In den 1980ern verfolgte er darum mit James Hartle einen anderen Weg: Der Urknall war demnach kein Anfang, sondern tatsächlich nur ein Übergang. Die Frage nach dem "Vorher" würde sich nicht stellen, weil selbst Zeit nicht existent war. Vielmehr gab es nur Quanten. Und aus kleinen Schwankungen dieser kleinsten Teilchen entstand dann das Universum. So "ähnlich wie die plötzliche Bildung von Gasblasen in einem Kochtopf mit Wasser", sagte Hawking.
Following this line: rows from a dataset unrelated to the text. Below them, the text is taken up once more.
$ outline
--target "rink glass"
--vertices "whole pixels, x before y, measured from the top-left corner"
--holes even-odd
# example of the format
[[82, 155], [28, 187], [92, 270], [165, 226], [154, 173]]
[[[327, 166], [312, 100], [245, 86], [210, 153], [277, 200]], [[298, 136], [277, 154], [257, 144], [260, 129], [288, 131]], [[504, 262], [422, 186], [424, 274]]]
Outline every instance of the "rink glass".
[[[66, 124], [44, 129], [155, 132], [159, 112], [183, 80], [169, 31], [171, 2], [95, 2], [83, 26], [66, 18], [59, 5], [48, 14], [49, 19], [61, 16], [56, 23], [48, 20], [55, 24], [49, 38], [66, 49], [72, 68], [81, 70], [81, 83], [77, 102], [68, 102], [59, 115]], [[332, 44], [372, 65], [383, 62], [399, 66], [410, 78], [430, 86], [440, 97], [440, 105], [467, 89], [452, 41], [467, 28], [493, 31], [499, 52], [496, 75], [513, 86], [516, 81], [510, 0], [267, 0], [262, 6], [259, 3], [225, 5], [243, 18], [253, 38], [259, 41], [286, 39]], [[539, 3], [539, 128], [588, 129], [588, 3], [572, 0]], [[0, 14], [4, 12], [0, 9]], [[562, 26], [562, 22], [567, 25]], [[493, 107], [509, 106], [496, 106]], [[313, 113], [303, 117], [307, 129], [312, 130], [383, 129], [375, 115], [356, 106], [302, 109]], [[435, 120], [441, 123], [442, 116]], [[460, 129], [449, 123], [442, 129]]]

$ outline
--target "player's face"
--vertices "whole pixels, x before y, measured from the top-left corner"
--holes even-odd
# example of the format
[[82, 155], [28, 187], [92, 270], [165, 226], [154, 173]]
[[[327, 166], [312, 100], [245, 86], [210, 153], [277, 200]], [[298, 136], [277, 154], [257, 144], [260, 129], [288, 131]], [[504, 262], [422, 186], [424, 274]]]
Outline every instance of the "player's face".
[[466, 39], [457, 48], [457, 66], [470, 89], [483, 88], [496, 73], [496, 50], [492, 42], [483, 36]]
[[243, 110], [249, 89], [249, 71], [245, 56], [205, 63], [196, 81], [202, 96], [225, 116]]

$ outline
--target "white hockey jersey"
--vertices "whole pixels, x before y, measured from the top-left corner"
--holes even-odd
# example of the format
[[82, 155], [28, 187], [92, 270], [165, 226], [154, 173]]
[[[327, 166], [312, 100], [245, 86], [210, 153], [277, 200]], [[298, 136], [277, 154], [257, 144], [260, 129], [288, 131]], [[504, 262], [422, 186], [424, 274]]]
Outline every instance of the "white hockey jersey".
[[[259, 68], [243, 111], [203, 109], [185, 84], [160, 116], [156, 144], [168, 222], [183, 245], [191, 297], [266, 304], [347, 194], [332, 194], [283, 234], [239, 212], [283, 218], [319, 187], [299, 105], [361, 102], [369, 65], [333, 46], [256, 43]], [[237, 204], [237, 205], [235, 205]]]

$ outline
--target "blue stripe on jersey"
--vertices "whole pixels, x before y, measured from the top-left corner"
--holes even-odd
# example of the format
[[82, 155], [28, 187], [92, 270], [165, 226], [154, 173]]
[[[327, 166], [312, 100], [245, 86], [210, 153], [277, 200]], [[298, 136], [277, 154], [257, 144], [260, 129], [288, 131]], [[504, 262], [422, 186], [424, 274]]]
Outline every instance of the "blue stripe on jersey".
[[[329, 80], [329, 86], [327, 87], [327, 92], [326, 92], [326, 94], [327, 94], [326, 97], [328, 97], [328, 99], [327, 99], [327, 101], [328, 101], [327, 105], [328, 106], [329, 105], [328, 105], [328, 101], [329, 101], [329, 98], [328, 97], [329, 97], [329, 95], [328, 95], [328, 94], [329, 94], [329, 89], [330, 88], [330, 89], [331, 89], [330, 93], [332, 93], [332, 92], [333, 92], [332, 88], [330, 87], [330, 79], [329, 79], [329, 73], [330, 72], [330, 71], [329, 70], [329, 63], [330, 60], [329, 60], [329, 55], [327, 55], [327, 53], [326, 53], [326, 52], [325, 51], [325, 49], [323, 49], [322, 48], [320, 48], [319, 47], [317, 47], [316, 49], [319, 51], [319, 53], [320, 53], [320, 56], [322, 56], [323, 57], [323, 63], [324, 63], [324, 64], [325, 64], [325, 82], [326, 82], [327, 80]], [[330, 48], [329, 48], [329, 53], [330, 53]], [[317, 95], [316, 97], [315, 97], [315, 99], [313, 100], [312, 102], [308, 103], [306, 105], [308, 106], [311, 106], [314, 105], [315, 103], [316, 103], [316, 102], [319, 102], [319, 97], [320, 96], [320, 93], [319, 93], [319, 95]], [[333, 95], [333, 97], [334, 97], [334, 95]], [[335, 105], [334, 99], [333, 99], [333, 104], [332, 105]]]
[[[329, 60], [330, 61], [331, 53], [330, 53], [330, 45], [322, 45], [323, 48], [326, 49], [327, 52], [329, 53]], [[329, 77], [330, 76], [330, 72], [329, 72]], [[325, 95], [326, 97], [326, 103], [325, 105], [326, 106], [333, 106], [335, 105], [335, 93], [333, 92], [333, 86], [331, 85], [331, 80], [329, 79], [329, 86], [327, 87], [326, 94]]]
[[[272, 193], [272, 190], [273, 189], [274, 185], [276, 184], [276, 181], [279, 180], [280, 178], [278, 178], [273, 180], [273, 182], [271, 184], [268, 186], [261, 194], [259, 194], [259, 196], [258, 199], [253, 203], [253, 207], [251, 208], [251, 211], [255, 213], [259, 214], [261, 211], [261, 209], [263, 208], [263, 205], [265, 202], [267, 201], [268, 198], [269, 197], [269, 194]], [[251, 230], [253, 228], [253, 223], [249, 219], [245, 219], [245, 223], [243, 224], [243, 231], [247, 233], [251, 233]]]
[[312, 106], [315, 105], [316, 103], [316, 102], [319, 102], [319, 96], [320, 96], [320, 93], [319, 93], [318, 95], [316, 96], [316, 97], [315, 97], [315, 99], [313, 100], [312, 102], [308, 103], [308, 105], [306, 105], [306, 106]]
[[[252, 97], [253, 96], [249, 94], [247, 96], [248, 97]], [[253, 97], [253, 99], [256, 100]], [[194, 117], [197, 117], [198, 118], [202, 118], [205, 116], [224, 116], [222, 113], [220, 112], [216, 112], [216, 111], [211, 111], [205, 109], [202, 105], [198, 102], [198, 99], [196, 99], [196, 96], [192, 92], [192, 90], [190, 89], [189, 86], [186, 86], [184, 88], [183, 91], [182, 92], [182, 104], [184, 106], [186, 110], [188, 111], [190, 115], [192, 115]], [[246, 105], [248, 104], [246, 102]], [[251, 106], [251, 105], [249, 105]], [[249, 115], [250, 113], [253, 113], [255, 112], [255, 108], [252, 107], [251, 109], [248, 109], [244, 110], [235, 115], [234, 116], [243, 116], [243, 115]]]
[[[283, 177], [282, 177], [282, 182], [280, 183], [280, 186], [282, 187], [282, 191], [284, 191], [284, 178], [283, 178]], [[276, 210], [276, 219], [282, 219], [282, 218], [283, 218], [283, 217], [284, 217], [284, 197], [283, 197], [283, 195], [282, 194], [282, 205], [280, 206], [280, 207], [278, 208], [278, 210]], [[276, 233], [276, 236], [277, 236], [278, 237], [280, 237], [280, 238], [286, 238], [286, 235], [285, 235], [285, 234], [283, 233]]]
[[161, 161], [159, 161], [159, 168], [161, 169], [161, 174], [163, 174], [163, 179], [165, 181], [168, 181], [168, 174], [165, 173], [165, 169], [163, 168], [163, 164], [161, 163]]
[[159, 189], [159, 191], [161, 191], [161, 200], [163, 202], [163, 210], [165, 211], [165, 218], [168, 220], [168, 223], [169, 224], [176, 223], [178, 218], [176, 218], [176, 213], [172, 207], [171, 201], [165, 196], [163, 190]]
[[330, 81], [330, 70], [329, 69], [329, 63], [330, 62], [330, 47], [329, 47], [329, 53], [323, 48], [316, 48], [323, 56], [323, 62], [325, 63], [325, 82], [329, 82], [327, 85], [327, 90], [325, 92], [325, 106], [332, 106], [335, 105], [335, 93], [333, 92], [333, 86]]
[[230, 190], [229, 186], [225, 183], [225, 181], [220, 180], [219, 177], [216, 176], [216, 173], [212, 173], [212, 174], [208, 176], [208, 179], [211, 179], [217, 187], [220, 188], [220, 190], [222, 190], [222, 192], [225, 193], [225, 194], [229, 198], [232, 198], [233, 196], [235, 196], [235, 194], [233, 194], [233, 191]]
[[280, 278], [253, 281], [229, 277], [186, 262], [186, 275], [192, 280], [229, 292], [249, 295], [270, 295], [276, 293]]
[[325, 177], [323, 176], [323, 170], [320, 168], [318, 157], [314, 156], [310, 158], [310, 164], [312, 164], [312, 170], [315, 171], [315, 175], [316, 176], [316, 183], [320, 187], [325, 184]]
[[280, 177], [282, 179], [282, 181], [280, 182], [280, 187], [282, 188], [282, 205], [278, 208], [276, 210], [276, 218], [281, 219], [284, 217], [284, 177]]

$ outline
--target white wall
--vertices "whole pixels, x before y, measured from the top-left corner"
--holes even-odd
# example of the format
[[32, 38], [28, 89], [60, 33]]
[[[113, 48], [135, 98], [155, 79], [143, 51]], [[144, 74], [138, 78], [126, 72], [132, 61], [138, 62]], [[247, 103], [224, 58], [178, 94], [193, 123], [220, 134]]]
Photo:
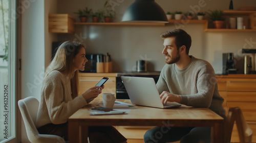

Sein Modell litt aber unter dem Problem aller kosmologischen Modelle: Alles ist denkbar, weil die diversen Theorien sich kaum prüfen lassen. Dafür müssten sie Vorhersagen machen, die sich messen ließen. Zudem stieß Hawking auf ein anderes Problem, das er zunächst nicht erklären konnte. Nach der gängigen Theorie kam es kurz nach dem Urknall zur Inflation: Das sehr, sehr junge Universum blähte sich förmlich auf. In rasanter Geschwindigkeit. Eine der Folgen ist, dass so auch unbegrenzt viele Universum entstanden sind und entstehen.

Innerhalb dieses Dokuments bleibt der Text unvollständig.